An article published online 12/04/2018 via www.domain.com.au that quotes our Director, Leah Calnan
More properties are needed to keep up with high demand for rentals in Melbourne, experts say, as rents rise and stock levels dwindle.
Median rental prices for houses rose by 1.2 per cent for the March quarter to $430 per week, while unit prices rose 2.5 per cent to $410, according to the Domain Group Rental Report released today.
Inner Melbourne, an area that spans the CBD, Moonee Ponds, Elwood and Thornbury, had the highest quarterly and annual growth for houses – with the median price increasing to $615 per week compared with $590 in March 2017.

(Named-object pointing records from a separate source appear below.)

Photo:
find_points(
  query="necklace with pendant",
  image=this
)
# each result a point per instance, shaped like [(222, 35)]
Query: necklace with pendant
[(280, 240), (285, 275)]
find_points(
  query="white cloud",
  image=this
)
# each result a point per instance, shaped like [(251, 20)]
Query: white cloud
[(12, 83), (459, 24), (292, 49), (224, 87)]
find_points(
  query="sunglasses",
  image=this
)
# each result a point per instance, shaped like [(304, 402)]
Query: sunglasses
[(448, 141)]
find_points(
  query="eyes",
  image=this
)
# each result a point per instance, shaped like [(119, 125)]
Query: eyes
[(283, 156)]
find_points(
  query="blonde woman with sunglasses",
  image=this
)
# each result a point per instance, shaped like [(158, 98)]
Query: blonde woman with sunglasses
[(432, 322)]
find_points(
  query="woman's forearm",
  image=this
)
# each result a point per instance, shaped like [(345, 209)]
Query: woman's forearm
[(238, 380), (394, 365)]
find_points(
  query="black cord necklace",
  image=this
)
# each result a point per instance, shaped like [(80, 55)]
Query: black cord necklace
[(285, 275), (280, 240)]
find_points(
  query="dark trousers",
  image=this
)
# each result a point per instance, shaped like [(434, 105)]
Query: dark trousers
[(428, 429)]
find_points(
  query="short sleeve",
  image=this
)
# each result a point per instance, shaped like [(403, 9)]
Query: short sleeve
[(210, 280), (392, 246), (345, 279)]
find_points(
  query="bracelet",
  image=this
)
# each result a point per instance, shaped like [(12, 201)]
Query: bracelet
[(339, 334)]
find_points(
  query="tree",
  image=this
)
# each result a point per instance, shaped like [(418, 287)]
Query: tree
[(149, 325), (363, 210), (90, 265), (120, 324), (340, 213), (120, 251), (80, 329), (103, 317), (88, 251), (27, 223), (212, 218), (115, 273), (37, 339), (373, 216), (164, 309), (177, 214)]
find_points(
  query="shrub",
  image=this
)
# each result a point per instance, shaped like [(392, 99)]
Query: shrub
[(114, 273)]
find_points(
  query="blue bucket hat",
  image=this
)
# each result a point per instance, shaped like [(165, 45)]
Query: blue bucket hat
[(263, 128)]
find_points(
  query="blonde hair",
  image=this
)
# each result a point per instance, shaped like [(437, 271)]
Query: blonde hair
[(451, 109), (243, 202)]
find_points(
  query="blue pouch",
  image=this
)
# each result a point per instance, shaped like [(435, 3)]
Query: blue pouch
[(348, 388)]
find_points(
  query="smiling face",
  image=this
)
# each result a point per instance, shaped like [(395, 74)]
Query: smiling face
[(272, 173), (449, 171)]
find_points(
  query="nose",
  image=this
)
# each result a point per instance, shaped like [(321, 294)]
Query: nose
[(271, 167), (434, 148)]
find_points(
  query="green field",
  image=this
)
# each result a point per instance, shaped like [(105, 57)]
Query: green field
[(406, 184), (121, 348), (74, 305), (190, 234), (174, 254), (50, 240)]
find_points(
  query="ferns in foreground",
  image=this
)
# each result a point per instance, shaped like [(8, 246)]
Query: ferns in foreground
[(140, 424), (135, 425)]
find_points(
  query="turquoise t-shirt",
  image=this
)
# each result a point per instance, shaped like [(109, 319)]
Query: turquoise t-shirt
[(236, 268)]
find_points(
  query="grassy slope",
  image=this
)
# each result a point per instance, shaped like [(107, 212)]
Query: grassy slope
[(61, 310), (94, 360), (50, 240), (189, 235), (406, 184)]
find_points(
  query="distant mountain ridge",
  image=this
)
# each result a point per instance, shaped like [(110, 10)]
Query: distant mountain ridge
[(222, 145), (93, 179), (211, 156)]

For units, the north east (including Preston, Kinglake and Hurstbridge) saw the highest quarterly growth and the second highest annual growth with prices rising to $360 per week, while the Mornington Peninsula had the highest annual growth of 6.5 per cent to $330.
Melbourne’s rental market remained competitive due to a drop in stock on the market in the past year, Domain Group data scientist Nicola Powell said.
In the year to March, the number of rental listings for both houses and units declined across Melbourne – with only the houses in the north west increasing in number.
“There was a significant decline in the number of listings in the Mornington Peninsula year-on-year and also in the outer east – it’s really dropped,” Dr Powell said.
The number of units available in the outer east fell 18.5 per cent to 720, while houses dropped 15.3 per cent to 1882.
The Mornington Peninsula had the second largest decline for houses listed (14.2 per cent), while inner Melbourne, the inner east, north east and the west all declined by at least 7 per cent.
Real Estate Institute of Victoria vice president Leah Calnan said more stock was needed, particularly in inner Melbourne.
“I would love to see more three-bedroom apartments being built by developers,” Ms Calnan said. “That would also accommodate the families that want to live in inner-Melbourne.”
Ms Calnan, a property manager with 20 years experience, said the demand for rentals had held strong coming out of the traditionally high period of January and February, with most properties attracting multiple applications.
“People are taking leases for 12 months and then renewing them for another 12 months – so there’s less turnover,” she said. “I think there’s also been some delays with some buildings over the past six months, so I think we’ll see those stock levels come back up.”
While rents were up, rental yields were down by 5.9 per cent for the year for houses – though up slightly (0.5 per cent) for the March quarter to 3.14 per cent, the second-lowest of all capital cities, just above Sydney at 3.11 per cent.
It indicated house prices had been growing at a faster rate than rents, Dr Powell said.
“What’s interesting is we are now starting to see quarter on quarter growth in rental yields, so it suggests that rents are starting to rise over the quarter faster than house prices,” Dr Powell said.
Yields for units were stronger, with a quarterly increase of 3.2 per cent to 4.47 per cent.
Elsewhere, Hobart had the strongest growth for the quarter for houses (6.3 per cent to $420), while Canberra topped the list for units (4.7 percent to $450).
Darwin saw negative growth for both houses (down 3.6 per cent to $530 for the quarter) and units (down 1.2 per cent to $410).